Suhardi sweats profusely under the midday tropical sun, using makeshift machinery to illegally mine tin on Indonesia's Bangka island.
The 45-year-old former driver operates two small wooden towers with water pumps to wash sand and separate the ore on what was once a beautiful beach on the eastern side of Bangka island.
"I used to be a driver and rent out my car, but I sold it and used the money to start this more than a year ago," Suhardi said, gesturing to his equipment, one of dozens of illegal mining operations on the beach.
A few minutes drive away, Erry Riyana Hardjapamekas frets at the impact the illegal tin mining operations are having on his firm, state-run PT Timah Tbk, the world's largest integrated tin producer.
PT Timah now produces less than the combined output from the illegal miners operating on its land without permits. Those operations in Indonesia's tin heartland have helped flood the world market, driving down prices.
"We have had to temporarily stop operating two of our dredgers. We have also suspended activities in 100 sites," the president director of Timah said glumly from a port office, pointing out one of the idle dredgers lying just off another beach.
"Tin prices are now below our production costs ... We have to suspend high-cost activities."
Authorities sympathize
Timah last month threatened to quit Bangka if action was not taken to curb the illegal miners. Authorities said they sympathized but wanted to tread lightly because many people on the island depended on the operations.
Besides Suhardi, dozens of other tin miners have set up wooden towers in one of a plethora of illegal mining hubs that bedevil domestic and foreign investors across the resource-rich Indonesian archipelago.
Illegal mining exploded when former autocrat Suharto fell from power in 1998, worsening a breakdown in law and order that had accompanied the Asian financial crisis.
Nowhere is it more apparent than on Bangka, 450km north of Jakarta.
Illegal miners here are mainly impoverished workers trespassing on mining claims but sometimes they are backed by wealthy businessmen.
Already weakened by sluggish demand due to a global economic slowdown, world tin prices have been dragged down further by a doubling in supply of tin ores and tin-in-concentrates from Indonesian illegal mining activities.
Tin prices on the London Metal Exchange are around 30 percent below levels at the beginning of the year.
Stockpiles are high and tin consumption in the West is expected to fall by some 4.9 percent this year.
Timah says the 5,000 illegal miners on Bangka and neighboring Belitung island will produce an estimated 42,000 tonnes, exceeding the company's output last year of 40,000 tonnes.
Profit drop expected
Timah's production this year is seen as steady. It said last month it expected its net profit this year to drop four fifths to 64 billion rupiah (US$6.5 million) and warned of a loss of up to 516 billion rupiah next year if tin prices kept falling and rampant illegal mining went uncontrolled.

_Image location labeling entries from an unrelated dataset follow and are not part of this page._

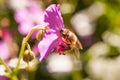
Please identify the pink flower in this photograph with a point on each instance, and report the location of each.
(51, 39)
(28, 17)
(6, 41)
(5, 36)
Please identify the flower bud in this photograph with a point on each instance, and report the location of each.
(28, 56)
(40, 35)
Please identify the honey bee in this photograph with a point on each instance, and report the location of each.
(71, 42)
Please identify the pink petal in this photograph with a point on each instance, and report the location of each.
(53, 17)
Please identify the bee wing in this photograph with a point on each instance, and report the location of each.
(77, 52)
(79, 44)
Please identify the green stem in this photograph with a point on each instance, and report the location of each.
(20, 56)
(7, 68)
(24, 43)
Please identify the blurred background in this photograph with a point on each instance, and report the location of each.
(95, 22)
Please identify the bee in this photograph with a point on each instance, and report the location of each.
(70, 42)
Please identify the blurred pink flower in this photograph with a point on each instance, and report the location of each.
(3, 78)
(28, 17)
(51, 39)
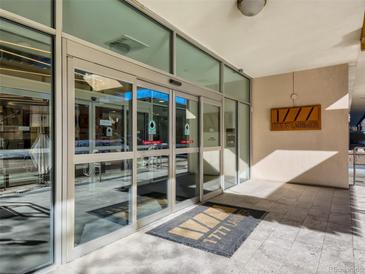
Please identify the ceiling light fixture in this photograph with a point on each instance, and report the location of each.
(251, 7)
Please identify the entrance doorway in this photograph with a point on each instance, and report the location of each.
(136, 151)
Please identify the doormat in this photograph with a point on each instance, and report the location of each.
(216, 228)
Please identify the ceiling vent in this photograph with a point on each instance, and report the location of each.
(251, 7)
(126, 44)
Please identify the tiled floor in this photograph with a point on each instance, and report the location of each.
(308, 230)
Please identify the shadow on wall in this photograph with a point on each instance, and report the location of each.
(286, 165)
(342, 103)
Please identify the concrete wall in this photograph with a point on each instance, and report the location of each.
(308, 157)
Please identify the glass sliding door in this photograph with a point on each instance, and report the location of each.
(230, 143)
(187, 175)
(153, 139)
(26, 149)
(211, 141)
(244, 142)
(101, 157)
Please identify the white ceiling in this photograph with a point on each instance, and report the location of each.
(288, 35)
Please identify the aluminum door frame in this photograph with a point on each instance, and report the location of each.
(176, 151)
(72, 251)
(155, 153)
(204, 100)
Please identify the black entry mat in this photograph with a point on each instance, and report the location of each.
(216, 228)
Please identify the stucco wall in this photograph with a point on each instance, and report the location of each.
(308, 157)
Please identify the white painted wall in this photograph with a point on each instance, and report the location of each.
(307, 157)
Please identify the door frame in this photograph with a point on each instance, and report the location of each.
(118, 67)
(175, 151)
(219, 104)
(73, 251)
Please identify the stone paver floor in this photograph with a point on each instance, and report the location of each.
(308, 230)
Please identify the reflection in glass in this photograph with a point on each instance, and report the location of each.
(152, 181)
(211, 126)
(37, 10)
(152, 119)
(119, 27)
(230, 146)
(26, 156)
(107, 103)
(186, 123)
(103, 200)
(195, 65)
(236, 85)
(187, 176)
(244, 128)
(211, 171)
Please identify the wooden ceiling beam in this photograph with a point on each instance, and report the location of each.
(363, 35)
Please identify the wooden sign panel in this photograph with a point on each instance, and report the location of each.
(296, 118)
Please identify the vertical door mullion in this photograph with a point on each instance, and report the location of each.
(221, 132)
(170, 176)
(70, 156)
(222, 142)
(201, 149)
(238, 142)
(134, 161)
(173, 150)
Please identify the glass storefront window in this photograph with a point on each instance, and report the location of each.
(152, 181)
(103, 200)
(37, 10)
(103, 112)
(186, 123)
(26, 149)
(195, 65)
(236, 85)
(244, 129)
(211, 171)
(211, 125)
(230, 146)
(152, 119)
(129, 32)
(187, 176)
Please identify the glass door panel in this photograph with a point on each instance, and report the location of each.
(244, 147)
(187, 176)
(211, 155)
(187, 172)
(187, 126)
(152, 185)
(102, 123)
(103, 198)
(153, 119)
(230, 144)
(211, 125)
(26, 148)
(211, 171)
(153, 163)
(111, 104)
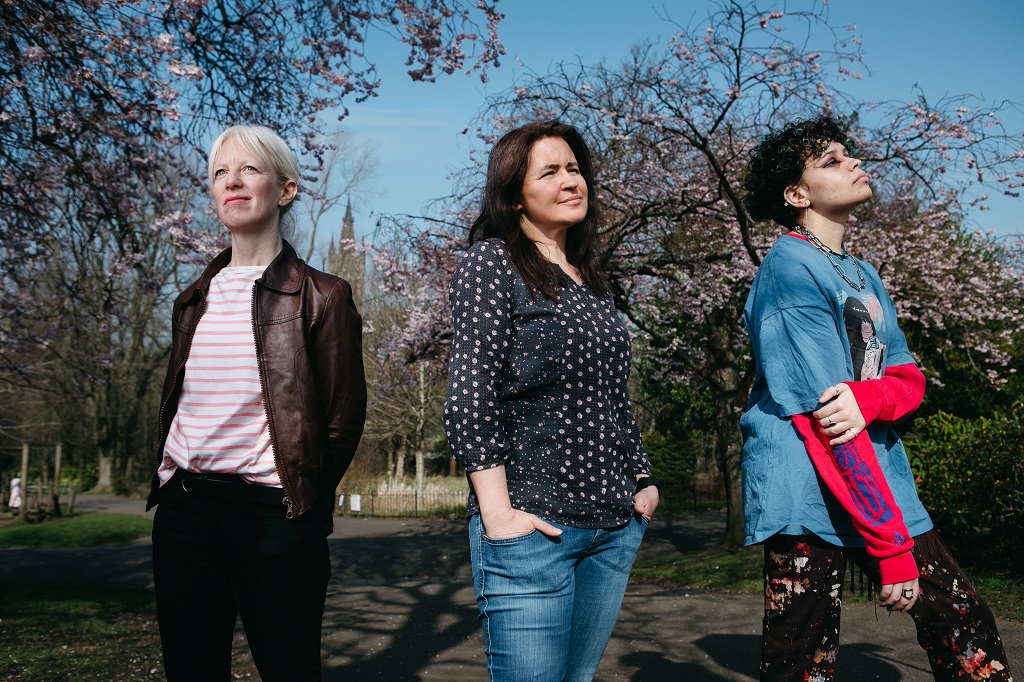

Prices of tin, used mainly in can making, fell from about US$5,400 a tonne last year to about US$3,500 a tonne in early October.
Illegal mining in Bangka and Belitung really took off when workers who lost their jobs in big cities during the Asian financial crisis returned home.
The two islands produce about 85 percent of Indonesia's total tin.
It's certainly a lucrative business in a country with a per capita income of around US$500 a year.
"I collect 40kg to 50kg a day," Suhardi said. "The 15 million rupiah (US$1,500) I used as capital was back after three months in operation,"
The number of illegal miners has risen even further since officials in June issued tin export licences to businessmen following the introduction of new autonomy laws in January.
Under the laws, regional authorities are given more say in managing their affairs, including mining.
"Exporters mostly get the ore from illegal miners. We know they exported 9,900 tonnes of tin ore from July to September," Hardjapamekas said. "It's a free-for-all commodity now."